Discussion in 'Technical Analysis' started by fatrat, Nov 27, 2006.

  1. fatrat


    First, do not flame me. I am merely stating what I heard in a conversation.

    There were a number of quants where I used to work. Some used technical analysis and others did not. One fellow in particular told me that he believes technical analysis does not genuinely provide the edge required to be consistently profitable.

    I'm not fully sure I agree with his statement, but I'm wondering if there are quants out there who have some more words on the matter. What exactly is a man with a PhD in mathematics saying when he believes technical analysis doesn't provide a significant edge to be consistently profitable?

    This isn't the first time I've heard someone say this, really. There was another fellow who used to post here regularly who claimed that people were delusional if they thought optimizing systems based on different moving averages was going to get them anywhere.

    And what is it, exactly, that quants provide that makes them so valuable to all of these quantitative hedge funds?
  2. quants attempt to provide objective research.

    TA is subjective.

  3. He is saying that he does not know how to properly apply TA. Those who cannot do something tend to dismiss it...
  4. kut2k2


    It means he hasn't figured it out, and he can't believe that there's anyone smarter than him who has figured it out. :)

    It happens even to bona fide geniuses. Einstein was completely wrong on quantum mechanics, because he couldn't accept the notion that "God plays dice with the universe."
  5. Did he say that fundamental analysis gave that edge or that some hybrid of the two gave the edge? Did he say that it is impossible to have an edge?

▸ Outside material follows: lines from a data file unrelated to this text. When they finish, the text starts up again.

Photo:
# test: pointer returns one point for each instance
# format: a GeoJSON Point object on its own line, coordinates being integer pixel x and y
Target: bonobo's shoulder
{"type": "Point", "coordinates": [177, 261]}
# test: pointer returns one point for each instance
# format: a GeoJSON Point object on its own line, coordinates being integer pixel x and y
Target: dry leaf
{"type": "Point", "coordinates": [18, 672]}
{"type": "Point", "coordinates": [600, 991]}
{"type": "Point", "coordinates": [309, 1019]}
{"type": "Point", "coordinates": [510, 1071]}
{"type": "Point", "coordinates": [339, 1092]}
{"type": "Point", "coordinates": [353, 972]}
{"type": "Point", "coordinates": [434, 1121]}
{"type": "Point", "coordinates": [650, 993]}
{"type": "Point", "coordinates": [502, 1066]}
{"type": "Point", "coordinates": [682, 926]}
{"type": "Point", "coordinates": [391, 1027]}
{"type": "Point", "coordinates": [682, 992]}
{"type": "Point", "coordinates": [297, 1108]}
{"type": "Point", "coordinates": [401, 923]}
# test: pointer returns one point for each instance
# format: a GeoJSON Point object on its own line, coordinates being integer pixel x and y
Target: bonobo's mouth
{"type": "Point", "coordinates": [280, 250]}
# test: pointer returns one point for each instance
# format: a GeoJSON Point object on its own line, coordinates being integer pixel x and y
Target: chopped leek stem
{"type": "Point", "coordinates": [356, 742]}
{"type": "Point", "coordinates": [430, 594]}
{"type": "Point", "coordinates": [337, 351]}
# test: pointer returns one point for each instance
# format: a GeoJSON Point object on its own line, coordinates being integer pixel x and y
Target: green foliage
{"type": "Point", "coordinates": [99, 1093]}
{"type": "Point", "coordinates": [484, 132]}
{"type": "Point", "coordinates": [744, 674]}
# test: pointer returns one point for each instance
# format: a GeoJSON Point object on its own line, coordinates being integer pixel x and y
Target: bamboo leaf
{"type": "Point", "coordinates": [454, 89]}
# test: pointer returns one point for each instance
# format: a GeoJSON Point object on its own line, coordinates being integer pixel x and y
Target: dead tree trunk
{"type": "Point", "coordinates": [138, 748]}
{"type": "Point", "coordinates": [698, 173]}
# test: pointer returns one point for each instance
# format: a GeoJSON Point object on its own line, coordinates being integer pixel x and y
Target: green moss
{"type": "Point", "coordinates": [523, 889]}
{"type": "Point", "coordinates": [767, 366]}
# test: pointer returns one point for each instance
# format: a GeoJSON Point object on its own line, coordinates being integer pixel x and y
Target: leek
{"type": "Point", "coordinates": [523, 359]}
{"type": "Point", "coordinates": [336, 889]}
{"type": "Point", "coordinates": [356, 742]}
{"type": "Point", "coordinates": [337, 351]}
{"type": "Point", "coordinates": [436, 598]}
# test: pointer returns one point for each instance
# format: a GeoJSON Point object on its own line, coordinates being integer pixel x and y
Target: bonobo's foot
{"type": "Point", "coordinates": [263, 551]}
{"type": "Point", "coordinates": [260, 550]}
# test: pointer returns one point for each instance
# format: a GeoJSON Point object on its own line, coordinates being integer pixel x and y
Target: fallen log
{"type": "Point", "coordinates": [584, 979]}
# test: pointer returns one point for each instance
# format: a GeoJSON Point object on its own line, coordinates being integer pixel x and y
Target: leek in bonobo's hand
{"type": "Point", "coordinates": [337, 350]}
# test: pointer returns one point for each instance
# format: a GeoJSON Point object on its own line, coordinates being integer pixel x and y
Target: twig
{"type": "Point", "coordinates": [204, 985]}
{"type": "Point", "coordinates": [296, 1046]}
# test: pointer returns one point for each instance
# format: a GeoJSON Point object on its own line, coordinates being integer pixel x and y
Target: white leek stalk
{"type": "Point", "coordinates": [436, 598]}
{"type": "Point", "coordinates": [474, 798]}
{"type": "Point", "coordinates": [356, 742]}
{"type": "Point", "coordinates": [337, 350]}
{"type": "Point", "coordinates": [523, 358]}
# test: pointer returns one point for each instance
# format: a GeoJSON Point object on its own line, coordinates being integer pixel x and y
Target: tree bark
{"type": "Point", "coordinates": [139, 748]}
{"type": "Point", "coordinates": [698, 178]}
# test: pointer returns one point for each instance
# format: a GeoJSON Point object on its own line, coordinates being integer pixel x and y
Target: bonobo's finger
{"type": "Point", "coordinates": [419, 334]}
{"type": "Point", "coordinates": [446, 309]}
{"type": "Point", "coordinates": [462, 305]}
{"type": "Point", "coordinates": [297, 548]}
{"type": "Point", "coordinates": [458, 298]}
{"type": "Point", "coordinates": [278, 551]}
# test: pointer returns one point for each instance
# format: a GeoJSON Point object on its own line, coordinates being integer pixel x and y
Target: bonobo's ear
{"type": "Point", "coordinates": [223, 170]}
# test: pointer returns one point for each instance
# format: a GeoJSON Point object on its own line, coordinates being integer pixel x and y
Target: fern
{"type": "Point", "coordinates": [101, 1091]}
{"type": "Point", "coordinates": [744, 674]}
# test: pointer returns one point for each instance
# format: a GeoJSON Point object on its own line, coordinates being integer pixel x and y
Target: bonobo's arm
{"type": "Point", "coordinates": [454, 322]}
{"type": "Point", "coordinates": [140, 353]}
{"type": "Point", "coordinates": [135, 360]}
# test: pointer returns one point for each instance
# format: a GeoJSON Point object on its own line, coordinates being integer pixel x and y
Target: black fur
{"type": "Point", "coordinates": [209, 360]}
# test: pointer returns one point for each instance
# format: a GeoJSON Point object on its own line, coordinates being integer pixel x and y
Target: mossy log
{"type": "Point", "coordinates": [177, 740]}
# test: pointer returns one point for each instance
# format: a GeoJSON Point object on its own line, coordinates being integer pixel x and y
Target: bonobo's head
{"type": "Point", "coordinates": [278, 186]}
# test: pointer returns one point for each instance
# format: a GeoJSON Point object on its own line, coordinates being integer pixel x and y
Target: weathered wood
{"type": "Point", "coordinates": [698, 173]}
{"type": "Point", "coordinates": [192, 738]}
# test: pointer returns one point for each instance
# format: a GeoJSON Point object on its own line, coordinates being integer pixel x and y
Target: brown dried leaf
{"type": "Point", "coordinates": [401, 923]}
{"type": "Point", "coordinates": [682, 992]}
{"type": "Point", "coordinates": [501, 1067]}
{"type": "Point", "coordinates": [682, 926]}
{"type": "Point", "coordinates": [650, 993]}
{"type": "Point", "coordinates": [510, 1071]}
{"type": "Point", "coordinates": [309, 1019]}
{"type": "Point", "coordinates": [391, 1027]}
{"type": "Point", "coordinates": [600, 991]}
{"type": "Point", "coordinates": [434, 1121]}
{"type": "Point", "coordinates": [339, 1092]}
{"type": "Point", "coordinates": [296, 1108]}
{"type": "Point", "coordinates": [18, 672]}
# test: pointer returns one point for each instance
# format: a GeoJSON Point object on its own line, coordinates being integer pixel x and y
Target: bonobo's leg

    There is one way and one way only to make a stock go up, and that is to buy it (and vice versa.) Neither TA or fundamentals give 100% accurate signals as to when a preponderence of buyers or sellers are in the market, but too many people have gotten rich using either method to say that they can't provide an edge.
  6. First, I may not agree with your characterization of the scene.

    I know a few "quants" myself. Like any professionals, some are more skilled than others, certainly some are better communicators than others.

    Also I have had occasion to hire folks with backgrounds in quantitative methods, math, statistics, and physics. In general this has been a frustrating pursuit in that most of these folks were unable to add long term value to the business of managing and making money in financial markets.

    Fortunately those who have made money in the markets using quantitative methods have left a trail of sorts that one can navigate to their goal providing they are smart (and I mean street smart/detective smart).

    So let me get to the bottom line for you.. Here it is from my point of view. IF you can obtain a sufficient background in math, stats, or some allied field. IF you can learn to adapt and learn quickly, it is possible to learn enough to research in way that produces a viable, usable edge or advantage that permits you to reduce risk enough to overcome expenses and random adverse events. I have seen it done. I have replicated that kind of research myself and in the process, learned how it is done.

    In my opinion, because markets exhibit a tendency to cycle between stationarity and random behavior. What passes for "quantitative research" is often invalid or of limited value. I am pretty sure that if you could talk to a highly skilled researcher you would find that their world view is quite different.

  7. Are/ were they rich or poor quants?

    Listen to the rich quants only if telling you truth. :D
  8. MGJ


    Mostly this is a disagreement about definitions. What's "Technical Analysis"? What is it that a "Quant" does? How much do they overlap? How do they differ?

    For example, where do you put "Rule Based Mechanical Trading Systems?" Some would say "B". Others "A" and still others "C". Each of them are correct -- according to their definitions of quant and of TA.

    Where do you put "Calendar Anomalies" like "Sell in May and Go Away" or "Buy 2 days before the end of the month and sell 2 days after the beginning of the next month"? A good case could be made for all four choices: A, B, C, D.

    Where do you put Graham-and-Dodd "Value Investing"? At D? At A?

    How about Financial Astrology?

    When there is disagreement about "What is TA" and "What is Quant", there will necessarily be disagreement about which is more beneficial & profitable.
  9. I am not a quant but i believe TA is a scam. nobody making good money using ta makes money from the ta, it´s the person (or quant) behind it
  10. Has anybody ever seen an Automated Technical Analysis trading system, which is non-subjective and rules-based, with clear entry/exit signals. Such a system would NOT be subject to human interpretation or judgement(area B in above figure). This would avoid the problem of subjectivity which plagues TA.